Dazu nehme man den Komfort, den Fortschritt mit sich bringt – für den aber andere bezahlen müssen. Man denke nur an koloniale Vergangenheiten vieler Länder, der Plünderung der Schätze und Ausbeutung der Menschen dort oder an die selbstverständliche Verfügbarkeit von billigem Fleisch, das sich auf dem Leid der Tiere begründet, die es liefern.
Herausgekommen ist ein unglaublich lesenswerter Einzelband, der seine größte Schwäche meiner Meinung nach genau darin hat. So ist die Magie bis ins kleinste Detail beschrieben (super interessant!), dabei bleibt aber für mich das restliche Worldbuilding auf der Strecke. Das kostet Atmosphäre und Tiefe, nicht nur im Weltenbau, sondern auch bei den Figuren. Sie sind nicht oberflächlich beschrieben, das nicht, aber ich kann nicht behaupten, dass ich die drei wichtigsten Figuren richtig kennengelernt habe. Sie werden hauptsächlich dadurch definiert, wer sie sind. Ehrgeizige Magierin, unterschätzter Vertriebener, wütende Waise. Ich hätte so gerne mehr von ihnen gelesen, vor allem mehr über zwischenmenschliche Momente. So kann ich die kleine, nur zart angedeutete Liebesgeschichte überhaupt nicht nachvollziehen, da sie nur erzählt, aber nicht gezeigt wurde. Ich nehme den Figuren ihre Nähe nicht ab, denn ich habe nicht mitbekommen, wie diese entstanden ist.
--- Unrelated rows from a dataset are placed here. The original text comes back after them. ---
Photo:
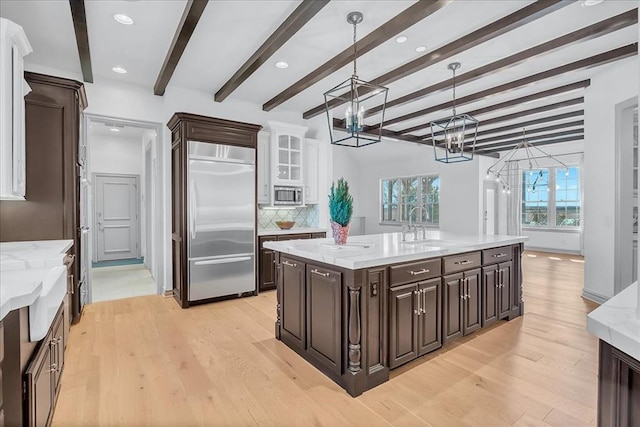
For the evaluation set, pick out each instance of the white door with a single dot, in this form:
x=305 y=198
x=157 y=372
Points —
x=117 y=217
x=490 y=208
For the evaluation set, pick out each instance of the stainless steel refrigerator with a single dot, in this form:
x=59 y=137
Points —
x=221 y=216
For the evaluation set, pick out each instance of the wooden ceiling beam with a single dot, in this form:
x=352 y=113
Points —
x=391 y=28
x=509 y=145
x=79 y=17
x=190 y=17
x=598 y=29
x=510 y=103
x=294 y=22
x=497 y=28
x=530 y=131
x=596 y=60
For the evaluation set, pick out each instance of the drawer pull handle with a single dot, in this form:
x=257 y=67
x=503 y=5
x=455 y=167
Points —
x=315 y=271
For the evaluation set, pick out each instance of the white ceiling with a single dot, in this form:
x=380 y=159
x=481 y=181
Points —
x=229 y=32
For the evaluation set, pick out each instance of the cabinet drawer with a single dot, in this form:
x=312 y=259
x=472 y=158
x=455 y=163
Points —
x=455 y=263
x=414 y=271
x=294 y=236
x=491 y=256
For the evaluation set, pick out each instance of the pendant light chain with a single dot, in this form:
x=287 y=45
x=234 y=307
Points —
x=355 y=53
x=454 y=91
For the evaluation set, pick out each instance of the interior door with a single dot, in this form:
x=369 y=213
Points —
x=116 y=217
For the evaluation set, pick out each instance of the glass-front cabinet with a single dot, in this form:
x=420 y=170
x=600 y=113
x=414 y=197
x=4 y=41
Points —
x=287 y=142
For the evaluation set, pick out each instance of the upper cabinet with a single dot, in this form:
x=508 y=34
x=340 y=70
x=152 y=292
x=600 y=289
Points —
x=287 y=150
x=311 y=171
x=13 y=88
x=264 y=171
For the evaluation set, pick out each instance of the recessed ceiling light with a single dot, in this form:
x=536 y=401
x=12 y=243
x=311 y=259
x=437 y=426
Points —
x=123 y=19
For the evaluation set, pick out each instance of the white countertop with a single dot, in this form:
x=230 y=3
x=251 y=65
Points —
x=24 y=268
x=616 y=321
x=379 y=249
x=33 y=254
x=294 y=230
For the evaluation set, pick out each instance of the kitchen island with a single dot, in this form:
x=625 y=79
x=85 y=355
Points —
x=358 y=310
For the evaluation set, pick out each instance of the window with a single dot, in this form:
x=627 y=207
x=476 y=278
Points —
x=415 y=197
x=551 y=197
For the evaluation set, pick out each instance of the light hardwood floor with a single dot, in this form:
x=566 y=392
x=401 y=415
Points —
x=145 y=361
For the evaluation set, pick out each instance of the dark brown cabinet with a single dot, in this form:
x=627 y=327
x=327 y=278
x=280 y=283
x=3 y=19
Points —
x=462 y=304
x=266 y=259
x=191 y=127
x=43 y=375
x=293 y=313
x=53 y=111
x=414 y=320
x=323 y=291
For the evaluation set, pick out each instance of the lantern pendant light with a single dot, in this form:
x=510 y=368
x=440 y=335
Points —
x=358 y=95
x=454 y=138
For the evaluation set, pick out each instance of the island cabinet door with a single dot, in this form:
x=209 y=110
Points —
x=324 y=328
x=293 y=309
x=489 y=295
x=504 y=289
x=453 y=297
x=403 y=311
x=472 y=302
x=429 y=323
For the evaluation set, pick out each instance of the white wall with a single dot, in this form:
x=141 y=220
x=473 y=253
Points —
x=117 y=155
x=615 y=84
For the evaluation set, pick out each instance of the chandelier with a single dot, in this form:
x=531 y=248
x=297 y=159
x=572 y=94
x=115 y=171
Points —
x=524 y=151
x=449 y=136
x=358 y=95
Die Story selbst weist ein hohes Erzähltempo auf, der Schreibstil ist eingängig und die Themen, die behandelt werden.. Sie machen einfach nur wütend! Weil sie so real sind und das Fantasysetting sie nochmal mehr hervorhebt und betont.
Es war in Summe leider nicht DAS Highlight, das ich mir erhofft habe. Aber immer noch eine Geschichte, die ich bedenkenlos empfehlen kann und werde. Schon alleine wegen des female rage, der hier perfektioniert wird. 4,5 Sterne!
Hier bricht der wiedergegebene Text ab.